Figure 1a 1b: WV 6.2?m satellite image from 26 June 2012 at 12:00 UTC (top) and HR-VIS image of the same date (bottom).

Figure 2: WV 6.2 µm satellite loop at 26 June 2012 from 08:00 UTC to 14:00 UTC.

One of the most effective triggers for convection is orography. According to Doswell (1987), DMC requires sufficient available moisture, conditional instability and a source of lift. If enough lifting energy is provided, a rising air parcel might reach the condensation level, leading to strong DMC at the level of free convection. If the lifted parcel starts from a higher surface, such as a mountain slope, less energy is needed to reach the level of free convection.

Less known, but hardly less effective for initiating convection, are moisture boundaries in the atmosphere. These boundaries in the mid-troposphere are easily detected in WV 6.2 µm satellite imagery. The question is, why does convection often initiate at WV boundaries?

Incoming short wave radiation from the sun is not significantly weakened by atmospheric water vapour (atmospheric window). However, water vapor absorbs a large deal of outgoing long-wave radiation, as it is one of the most effective greenhouse gases.

Strong solar radiation leads to a temperature increase on the surface and the air near it, thus increasing the vertical temperature gradient and instability near the surface. Water vapour, on the other hand, leads to a temperature increase in the higher levels due to the absorption of the outgoing long-wave radiation (figure 3).

Figure 3: Schematic explaining the greenhouse effect which warms up the Earth's atmosphere (red arrow).

Another mechanism concerning diabatic heating of the troposphere, though not very pronounced, shall be mentioned here. Incoming long-wave solar radiation is also absorbed by atmospheric trace gases like water vapour. According to Liou (2002, p87), long-wave IR radiation from the sun accounts for about 50% of the incoming energy.

Seen this mechanism alone and excluding other processes (e.g. advection), a certain fingerprint regarding the vertical temperature profile and the distribution of WV in the atmosphere can be seen.

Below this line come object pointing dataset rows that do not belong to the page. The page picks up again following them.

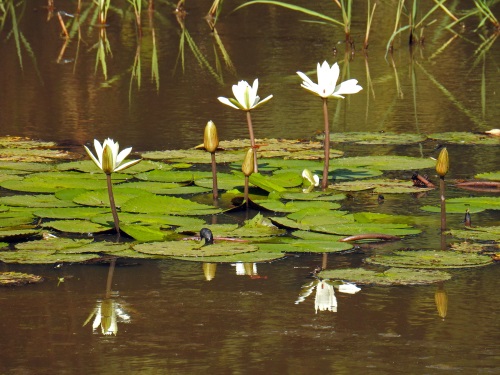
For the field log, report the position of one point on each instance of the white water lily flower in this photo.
(349, 288)
(245, 96)
(327, 82)
(313, 179)
(108, 158)
(325, 297)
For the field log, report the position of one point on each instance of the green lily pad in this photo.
(465, 138)
(386, 163)
(76, 226)
(156, 204)
(34, 201)
(18, 278)
(477, 234)
(293, 206)
(52, 244)
(364, 228)
(430, 259)
(43, 257)
(494, 176)
(381, 186)
(145, 233)
(392, 276)
(376, 138)
(193, 248)
(69, 212)
(252, 257)
(17, 234)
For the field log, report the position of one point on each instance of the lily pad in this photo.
(465, 138)
(76, 226)
(430, 259)
(18, 278)
(392, 276)
(193, 248)
(376, 138)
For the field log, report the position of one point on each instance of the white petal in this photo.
(226, 102)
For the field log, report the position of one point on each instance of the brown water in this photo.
(179, 323)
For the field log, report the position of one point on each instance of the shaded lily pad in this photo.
(76, 226)
(364, 228)
(381, 186)
(392, 276)
(376, 138)
(193, 248)
(35, 201)
(160, 204)
(465, 138)
(253, 257)
(430, 259)
(18, 278)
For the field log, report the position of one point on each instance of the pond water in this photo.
(172, 319)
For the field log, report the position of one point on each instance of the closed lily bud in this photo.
(210, 139)
(248, 165)
(443, 163)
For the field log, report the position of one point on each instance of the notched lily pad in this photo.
(392, 276)
(193, 248)
(18, 278)
(430, 259)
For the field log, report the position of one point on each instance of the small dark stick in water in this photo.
(207, 235)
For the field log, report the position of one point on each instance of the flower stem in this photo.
(326, 144)
(252, 141)
(112, 204)
(443, 204)
(214, 177)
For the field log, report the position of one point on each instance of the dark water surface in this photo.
(176, 321)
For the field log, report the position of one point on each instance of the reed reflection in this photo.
(108, 311)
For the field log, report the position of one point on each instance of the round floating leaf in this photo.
(17, 234)
(194, 249)
(361, 228)
(293, 206)
(380, 186)
(43, 257)
(76, 226)
(392, 276)
(494, 176)
(430, 259)
(465, 138)
(53, 244)
(373, 138)
(253, 257)
(386, 163)
(167, 205)
(145, 233)
(18, 278)
(35, 201)
(70, 212)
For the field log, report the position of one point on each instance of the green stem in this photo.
(443, 204)
(252, 142)
(326, 164)
(112, 204)
(214, 177)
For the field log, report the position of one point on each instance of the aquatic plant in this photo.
(109, 160)
(246, 99)
(325, 88)
(211, 142)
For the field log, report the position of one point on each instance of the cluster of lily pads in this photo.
(55, 208)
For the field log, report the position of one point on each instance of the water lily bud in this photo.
(248, 166)
(441, 299)
(210, 139)
(443, 163)
(107, 160)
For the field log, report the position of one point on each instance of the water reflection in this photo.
(108, 311)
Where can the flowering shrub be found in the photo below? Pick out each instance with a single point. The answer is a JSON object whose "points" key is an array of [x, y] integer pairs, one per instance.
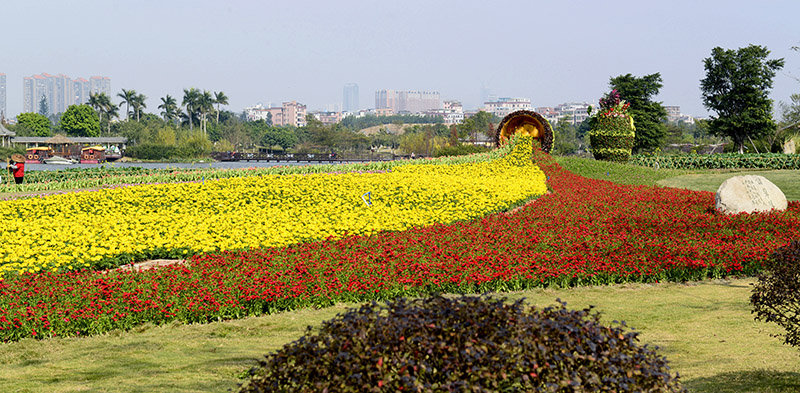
{"points": [[464, 344], [720, 161], [612, 134], [582, 233], [110, 227]]}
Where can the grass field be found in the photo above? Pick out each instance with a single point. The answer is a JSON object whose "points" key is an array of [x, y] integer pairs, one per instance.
{"points": [[705, 330], [787, 180], [699, 180]]}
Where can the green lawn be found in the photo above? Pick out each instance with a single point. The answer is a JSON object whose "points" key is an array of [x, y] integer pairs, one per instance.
{"points": [[787, 180], [701, 180], [705, 330]]}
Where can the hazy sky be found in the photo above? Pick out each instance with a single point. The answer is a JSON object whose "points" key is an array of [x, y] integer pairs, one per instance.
{"points": [[269, 51]]}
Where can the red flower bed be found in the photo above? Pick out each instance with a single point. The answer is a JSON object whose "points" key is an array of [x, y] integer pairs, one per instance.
{"points": [[585, 232]]}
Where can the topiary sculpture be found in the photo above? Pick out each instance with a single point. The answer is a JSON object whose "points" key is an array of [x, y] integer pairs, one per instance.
{"points": [[612, 131]]}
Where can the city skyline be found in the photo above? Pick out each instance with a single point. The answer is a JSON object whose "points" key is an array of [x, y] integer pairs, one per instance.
{"points": [[467, 50]]}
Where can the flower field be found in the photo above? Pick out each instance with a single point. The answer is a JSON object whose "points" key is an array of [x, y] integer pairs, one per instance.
{"points": [[110, 227], [585, 232]]}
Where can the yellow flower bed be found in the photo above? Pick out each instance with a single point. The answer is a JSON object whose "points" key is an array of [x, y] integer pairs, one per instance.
{"points": [[77, 230]]}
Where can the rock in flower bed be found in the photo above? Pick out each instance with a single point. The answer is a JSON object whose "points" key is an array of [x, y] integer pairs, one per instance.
{"points": [[585, 232]]}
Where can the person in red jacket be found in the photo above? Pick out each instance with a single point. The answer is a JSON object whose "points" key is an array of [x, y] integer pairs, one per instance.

The mechanism described above explains why DMC often appears first at WV boundaries. In fact, convection could start at any point where temperature stratification becomes unstable. Indeed, this is often the case, a fact that glider pilots experience during their flights.

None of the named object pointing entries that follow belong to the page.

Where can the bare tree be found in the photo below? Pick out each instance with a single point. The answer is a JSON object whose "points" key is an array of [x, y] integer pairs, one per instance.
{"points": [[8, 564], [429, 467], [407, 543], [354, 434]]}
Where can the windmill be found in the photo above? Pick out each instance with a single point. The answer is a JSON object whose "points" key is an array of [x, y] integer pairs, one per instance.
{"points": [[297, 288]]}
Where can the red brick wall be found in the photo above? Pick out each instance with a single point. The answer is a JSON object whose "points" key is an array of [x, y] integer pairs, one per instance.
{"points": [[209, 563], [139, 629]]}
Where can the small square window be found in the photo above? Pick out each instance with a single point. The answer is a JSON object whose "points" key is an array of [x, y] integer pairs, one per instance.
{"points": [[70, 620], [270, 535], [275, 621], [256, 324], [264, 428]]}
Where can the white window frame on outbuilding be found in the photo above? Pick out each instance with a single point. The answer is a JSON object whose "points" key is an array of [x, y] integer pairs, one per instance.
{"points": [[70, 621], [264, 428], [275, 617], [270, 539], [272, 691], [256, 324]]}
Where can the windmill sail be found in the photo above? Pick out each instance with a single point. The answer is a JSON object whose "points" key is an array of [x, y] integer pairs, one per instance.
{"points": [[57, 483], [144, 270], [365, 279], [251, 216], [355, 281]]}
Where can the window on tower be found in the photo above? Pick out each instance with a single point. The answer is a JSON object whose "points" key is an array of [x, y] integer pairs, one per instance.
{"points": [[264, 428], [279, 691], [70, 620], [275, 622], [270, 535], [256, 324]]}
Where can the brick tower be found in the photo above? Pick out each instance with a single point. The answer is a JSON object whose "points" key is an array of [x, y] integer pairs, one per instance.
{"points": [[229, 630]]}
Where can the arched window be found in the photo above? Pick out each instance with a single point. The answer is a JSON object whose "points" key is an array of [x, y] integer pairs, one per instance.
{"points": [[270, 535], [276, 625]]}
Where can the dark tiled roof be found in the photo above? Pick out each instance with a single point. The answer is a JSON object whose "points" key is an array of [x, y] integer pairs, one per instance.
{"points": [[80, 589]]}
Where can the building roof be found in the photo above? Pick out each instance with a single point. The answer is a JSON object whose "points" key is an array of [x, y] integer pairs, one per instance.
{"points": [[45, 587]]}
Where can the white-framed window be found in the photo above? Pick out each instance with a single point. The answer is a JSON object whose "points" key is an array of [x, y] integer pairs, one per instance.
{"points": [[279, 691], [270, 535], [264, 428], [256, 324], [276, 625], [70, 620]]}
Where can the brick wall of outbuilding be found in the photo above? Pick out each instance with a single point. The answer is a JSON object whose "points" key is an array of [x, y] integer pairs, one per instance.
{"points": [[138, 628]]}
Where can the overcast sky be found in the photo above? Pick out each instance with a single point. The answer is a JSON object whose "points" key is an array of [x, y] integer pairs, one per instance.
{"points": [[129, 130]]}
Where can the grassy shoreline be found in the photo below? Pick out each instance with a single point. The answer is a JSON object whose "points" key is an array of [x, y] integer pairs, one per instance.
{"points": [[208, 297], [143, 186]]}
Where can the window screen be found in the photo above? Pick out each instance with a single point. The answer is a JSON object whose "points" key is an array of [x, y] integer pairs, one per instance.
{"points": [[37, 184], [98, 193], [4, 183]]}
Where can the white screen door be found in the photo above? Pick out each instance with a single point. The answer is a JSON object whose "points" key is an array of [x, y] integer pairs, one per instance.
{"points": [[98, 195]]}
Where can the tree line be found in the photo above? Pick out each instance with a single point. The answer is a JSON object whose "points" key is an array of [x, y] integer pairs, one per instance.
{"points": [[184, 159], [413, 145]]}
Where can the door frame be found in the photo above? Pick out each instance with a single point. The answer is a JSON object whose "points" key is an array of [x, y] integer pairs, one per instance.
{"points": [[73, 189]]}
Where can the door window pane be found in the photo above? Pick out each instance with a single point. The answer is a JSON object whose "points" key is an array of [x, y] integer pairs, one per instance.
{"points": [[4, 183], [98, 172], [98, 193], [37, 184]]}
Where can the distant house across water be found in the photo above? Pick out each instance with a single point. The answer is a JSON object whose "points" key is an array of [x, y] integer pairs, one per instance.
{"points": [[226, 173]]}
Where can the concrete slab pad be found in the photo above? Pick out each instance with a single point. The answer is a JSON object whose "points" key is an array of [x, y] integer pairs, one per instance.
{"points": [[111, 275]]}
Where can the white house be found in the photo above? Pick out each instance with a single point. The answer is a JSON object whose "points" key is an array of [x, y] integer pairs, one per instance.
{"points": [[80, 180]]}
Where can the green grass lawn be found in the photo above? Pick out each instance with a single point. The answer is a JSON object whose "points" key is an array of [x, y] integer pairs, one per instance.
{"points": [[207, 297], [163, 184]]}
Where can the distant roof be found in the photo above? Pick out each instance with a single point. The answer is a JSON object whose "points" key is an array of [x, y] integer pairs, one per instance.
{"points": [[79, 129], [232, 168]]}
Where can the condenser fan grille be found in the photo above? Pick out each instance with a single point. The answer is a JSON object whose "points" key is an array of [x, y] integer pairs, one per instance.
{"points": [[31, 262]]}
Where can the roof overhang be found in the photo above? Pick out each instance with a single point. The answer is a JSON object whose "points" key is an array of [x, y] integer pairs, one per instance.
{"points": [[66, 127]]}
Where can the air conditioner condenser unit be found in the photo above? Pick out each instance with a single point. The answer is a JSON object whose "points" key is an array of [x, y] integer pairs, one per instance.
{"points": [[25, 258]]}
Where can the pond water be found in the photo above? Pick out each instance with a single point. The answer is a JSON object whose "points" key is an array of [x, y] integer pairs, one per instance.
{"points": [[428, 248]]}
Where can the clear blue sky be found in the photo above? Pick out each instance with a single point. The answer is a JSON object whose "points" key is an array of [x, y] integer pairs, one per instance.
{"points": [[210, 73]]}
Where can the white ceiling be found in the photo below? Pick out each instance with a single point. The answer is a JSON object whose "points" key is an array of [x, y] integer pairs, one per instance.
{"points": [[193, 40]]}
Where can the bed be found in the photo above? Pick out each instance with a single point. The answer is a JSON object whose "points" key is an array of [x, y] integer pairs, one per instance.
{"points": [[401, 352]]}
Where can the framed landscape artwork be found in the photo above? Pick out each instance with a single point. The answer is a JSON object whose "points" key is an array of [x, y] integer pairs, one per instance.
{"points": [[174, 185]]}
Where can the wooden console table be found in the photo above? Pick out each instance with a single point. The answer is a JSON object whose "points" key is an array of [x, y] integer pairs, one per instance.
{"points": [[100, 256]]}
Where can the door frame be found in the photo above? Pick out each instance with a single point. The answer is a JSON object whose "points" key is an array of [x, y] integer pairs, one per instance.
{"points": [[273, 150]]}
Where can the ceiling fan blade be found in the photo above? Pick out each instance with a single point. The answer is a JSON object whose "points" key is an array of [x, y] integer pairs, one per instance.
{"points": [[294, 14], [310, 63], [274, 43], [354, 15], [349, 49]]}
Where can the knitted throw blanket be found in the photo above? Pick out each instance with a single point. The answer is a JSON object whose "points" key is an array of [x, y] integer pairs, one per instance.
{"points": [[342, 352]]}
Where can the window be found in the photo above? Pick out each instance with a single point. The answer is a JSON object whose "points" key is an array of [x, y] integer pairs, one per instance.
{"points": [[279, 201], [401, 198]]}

The development of DMC requires a source of humidity. If the troposphere contains too much moisture, instability will be slower to develop than in a dry atmosphere, where super-adiabatic temperature gradients will quickly appear near the surface, provided solar irradiation is strong enough.

Within and near WV boundaries, temperature gradients increase rapidly near the surface, but tropospheric moisture absorbs only little long-wave radiation. Consequently, there is enough lift and moisture for convection to initiate and even intensify.

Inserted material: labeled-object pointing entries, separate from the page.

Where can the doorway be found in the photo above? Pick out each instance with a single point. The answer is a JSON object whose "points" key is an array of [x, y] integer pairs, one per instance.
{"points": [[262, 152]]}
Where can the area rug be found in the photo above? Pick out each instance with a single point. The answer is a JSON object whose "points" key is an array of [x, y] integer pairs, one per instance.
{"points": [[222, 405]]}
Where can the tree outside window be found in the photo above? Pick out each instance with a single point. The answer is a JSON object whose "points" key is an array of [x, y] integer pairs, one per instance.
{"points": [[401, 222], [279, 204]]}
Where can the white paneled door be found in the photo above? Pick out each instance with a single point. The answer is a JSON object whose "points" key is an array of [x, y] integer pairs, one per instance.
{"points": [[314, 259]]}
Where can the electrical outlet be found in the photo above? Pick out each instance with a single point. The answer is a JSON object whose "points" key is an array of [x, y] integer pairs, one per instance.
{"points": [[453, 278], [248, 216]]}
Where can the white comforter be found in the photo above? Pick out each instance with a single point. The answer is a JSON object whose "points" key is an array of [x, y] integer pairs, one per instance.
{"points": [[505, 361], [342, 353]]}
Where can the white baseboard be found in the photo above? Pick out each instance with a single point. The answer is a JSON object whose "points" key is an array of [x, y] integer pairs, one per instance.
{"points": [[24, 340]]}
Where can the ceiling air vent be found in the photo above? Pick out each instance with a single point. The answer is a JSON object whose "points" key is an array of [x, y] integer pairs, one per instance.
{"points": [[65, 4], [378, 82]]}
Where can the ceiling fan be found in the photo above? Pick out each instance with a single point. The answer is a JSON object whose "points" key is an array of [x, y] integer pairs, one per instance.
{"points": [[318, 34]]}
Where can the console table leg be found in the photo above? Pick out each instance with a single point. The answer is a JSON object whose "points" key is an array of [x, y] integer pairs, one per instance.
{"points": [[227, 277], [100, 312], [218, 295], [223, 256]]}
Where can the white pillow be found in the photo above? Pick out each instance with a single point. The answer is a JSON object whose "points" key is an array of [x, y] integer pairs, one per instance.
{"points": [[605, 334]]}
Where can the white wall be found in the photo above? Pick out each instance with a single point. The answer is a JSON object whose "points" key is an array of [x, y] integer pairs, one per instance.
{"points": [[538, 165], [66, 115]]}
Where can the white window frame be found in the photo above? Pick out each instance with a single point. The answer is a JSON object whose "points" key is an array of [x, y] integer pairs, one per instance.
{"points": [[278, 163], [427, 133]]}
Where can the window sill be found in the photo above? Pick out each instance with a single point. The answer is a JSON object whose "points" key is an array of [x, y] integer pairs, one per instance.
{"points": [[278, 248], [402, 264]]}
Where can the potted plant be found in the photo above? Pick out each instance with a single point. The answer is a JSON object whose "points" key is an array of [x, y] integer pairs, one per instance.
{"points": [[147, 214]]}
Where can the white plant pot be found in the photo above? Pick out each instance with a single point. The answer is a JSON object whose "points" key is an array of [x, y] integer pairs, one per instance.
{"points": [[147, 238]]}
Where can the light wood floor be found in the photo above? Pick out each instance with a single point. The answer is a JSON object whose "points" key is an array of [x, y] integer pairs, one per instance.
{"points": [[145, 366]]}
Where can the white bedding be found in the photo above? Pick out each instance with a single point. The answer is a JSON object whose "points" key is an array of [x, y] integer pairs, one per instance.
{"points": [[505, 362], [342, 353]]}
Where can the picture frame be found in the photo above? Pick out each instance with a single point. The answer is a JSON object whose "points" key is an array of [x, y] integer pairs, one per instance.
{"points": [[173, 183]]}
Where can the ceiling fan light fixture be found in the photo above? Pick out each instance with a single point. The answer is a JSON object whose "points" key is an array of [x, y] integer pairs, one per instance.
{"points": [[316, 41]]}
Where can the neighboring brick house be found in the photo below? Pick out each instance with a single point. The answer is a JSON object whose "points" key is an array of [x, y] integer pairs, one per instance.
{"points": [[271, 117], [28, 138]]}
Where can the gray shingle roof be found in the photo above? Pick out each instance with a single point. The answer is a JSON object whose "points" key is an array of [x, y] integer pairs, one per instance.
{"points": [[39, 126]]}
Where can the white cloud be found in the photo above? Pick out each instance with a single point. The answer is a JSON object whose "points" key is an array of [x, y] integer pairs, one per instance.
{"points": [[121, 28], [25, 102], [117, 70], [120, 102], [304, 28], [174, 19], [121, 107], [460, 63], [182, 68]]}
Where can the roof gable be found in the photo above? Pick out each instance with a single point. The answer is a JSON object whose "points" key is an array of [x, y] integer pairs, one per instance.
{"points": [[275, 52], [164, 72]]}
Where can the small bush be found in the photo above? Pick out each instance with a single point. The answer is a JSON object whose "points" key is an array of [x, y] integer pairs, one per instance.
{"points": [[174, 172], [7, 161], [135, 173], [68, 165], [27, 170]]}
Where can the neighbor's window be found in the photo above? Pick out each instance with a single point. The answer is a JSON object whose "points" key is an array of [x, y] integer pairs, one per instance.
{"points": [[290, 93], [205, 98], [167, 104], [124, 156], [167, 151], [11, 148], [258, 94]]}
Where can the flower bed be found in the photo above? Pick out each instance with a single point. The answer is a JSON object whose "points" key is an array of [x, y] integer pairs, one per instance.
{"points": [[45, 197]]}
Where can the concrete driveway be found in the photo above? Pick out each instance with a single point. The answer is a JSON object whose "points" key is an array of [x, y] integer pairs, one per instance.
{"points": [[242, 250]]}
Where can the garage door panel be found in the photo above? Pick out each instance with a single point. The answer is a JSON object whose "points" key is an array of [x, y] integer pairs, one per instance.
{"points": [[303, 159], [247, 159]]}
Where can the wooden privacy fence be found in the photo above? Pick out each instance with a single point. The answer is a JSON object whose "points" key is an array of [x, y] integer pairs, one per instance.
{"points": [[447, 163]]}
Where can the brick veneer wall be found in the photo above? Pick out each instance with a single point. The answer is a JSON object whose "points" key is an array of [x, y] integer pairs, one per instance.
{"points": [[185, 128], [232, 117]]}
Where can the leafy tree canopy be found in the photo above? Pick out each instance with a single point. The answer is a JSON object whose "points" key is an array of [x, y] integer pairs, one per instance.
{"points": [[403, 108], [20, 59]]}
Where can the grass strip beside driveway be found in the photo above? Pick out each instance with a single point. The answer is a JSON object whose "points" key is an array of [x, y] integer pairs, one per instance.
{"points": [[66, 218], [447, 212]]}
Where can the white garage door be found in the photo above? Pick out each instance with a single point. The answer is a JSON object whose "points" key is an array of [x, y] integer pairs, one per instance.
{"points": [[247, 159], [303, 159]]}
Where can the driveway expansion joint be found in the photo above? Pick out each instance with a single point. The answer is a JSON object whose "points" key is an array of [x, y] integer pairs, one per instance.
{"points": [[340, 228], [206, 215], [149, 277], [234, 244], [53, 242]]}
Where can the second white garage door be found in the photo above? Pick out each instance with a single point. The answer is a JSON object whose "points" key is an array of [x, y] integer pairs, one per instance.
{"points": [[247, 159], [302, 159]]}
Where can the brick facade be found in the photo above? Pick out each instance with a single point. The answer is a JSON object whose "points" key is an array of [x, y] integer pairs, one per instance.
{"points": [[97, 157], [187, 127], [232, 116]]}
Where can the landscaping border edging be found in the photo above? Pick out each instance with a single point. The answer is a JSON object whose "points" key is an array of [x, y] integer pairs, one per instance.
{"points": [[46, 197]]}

The more moisture there is in the troposphere, the more solar energy is absorbed before reaching the surface. The solar energy absorbed by atmospheric WV tends to reduce potential instability (figure 4).

Figure 4: Idealised temperature profiles of a dry compared to a moist troposphere under the presumption of atmospheric heating by greenhouse effect. The vertical temperature distribution is more unstable in the colder, dry air than in the warmer, humid air in the middle and upper troposphere (blue arrow).

Moreover, black stripes usually designate regions with descending dry air from higher atmospheric levels. This dynamic process conteracts the process of DMC by capping ascending air parcels in the form of higher-up inversions. In these regions, more convective energy will be needed for an air parcel to reach the level of free convection.